Tag Archives: Himalayan honeysuckle

Leycesteria

Some fruits are just meant for picking and eating, there and then, in the garden. Alpine strawberry (Fragaria vesca) is one, with its tiny, sweet, ever so slightly vanilla flavoured fruit that are doled out carefully throughout the summer. But the king of instant consumption has to be Leycesteria formosa, known to gardeners as Himalayan honeysuckle and to connoisseurs as the ‘treacle tree’.

No plant in the forest garden divides opinion like leycesteria: you either love or hate its startling mixture of molasses sweetness and bitter aftertaste. But however much you like it, don’t expect to take any home – the berries burst and splat so easily that storage is practically impossible.

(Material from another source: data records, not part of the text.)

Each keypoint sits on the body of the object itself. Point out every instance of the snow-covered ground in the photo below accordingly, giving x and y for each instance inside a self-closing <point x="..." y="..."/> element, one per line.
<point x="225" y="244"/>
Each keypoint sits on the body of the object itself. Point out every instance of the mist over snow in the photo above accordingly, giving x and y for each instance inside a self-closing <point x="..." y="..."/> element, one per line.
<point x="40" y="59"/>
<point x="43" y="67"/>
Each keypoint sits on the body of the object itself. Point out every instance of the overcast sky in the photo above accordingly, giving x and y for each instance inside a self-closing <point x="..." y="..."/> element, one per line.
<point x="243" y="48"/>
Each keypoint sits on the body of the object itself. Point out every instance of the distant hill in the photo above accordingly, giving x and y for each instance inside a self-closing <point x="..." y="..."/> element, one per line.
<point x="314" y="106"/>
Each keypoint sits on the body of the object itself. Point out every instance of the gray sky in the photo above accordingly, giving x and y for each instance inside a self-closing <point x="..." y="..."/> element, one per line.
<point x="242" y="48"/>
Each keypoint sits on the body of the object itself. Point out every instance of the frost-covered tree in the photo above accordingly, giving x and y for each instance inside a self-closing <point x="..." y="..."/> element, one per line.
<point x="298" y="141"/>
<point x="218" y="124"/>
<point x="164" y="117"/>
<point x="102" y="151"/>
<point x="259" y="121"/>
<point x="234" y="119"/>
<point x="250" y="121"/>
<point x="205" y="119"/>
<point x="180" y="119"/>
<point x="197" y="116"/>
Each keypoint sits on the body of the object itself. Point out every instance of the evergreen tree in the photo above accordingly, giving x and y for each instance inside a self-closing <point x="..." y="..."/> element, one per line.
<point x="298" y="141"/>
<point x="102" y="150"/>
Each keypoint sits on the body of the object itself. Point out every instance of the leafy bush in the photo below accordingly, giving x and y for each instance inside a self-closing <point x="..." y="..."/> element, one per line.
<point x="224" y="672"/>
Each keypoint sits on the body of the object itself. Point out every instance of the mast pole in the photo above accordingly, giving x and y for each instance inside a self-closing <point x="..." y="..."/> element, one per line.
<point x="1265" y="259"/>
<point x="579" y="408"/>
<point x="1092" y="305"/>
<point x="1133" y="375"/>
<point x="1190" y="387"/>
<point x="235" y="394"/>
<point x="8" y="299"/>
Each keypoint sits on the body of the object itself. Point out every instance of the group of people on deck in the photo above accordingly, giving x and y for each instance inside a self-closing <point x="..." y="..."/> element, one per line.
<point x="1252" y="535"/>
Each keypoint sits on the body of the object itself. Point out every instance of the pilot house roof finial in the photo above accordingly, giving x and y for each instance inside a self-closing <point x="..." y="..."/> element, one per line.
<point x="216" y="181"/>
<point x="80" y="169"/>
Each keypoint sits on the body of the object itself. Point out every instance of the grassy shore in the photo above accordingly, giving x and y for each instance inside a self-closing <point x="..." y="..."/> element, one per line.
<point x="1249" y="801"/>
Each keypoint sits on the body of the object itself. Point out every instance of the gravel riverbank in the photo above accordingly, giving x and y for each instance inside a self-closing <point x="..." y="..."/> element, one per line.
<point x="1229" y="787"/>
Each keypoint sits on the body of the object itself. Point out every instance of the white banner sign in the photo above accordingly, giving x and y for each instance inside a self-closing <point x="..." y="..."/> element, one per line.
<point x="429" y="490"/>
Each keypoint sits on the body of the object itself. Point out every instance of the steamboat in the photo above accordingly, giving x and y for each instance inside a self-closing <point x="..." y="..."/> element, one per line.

Foods that you’ll never see on a plate have a special allure, but even some more common fruits are best eaten one by one, on the go. Blackcurrants and gooseberries, for instance, are at their best when they are far too soft and squishy to be picked and stored easily.

My treacleberries kicked off a conversation recently about planting food plants for children. Instead of coaxing kids to eat their five-a-day at the table, how much more effective to just plant a tangle of fruit in the garden and leave them to it, play and feeding all in one. I’m sure my love of fruit and foraging came from grazing on the yellow raspberries that lined the half-mile walk home from school. For maximum effect it is probably best to strictly forbid the kids to eat it.

When I first started in my allotment, my neighbour’s daughter used to beg to be allowed to come down and eat the sprouting broccoli. I think that’s when the full extent of how much more appealing self-picked food is to kids dawned on me. I’ve taken this insight into the park that I manage, which is stuffed with as much fruit as I can fit in. Leycesteria is an excellent option for a public food plant. It ripens its berries four at a time down the flower head, so it produces a regular supply rather than a glut that can be stripped. It is a very attractive, structural plant, sometimes known as ‘shrimp flower’ because of the look of their flowers, and any that don’t get eaten by people are made very welcome by the birds.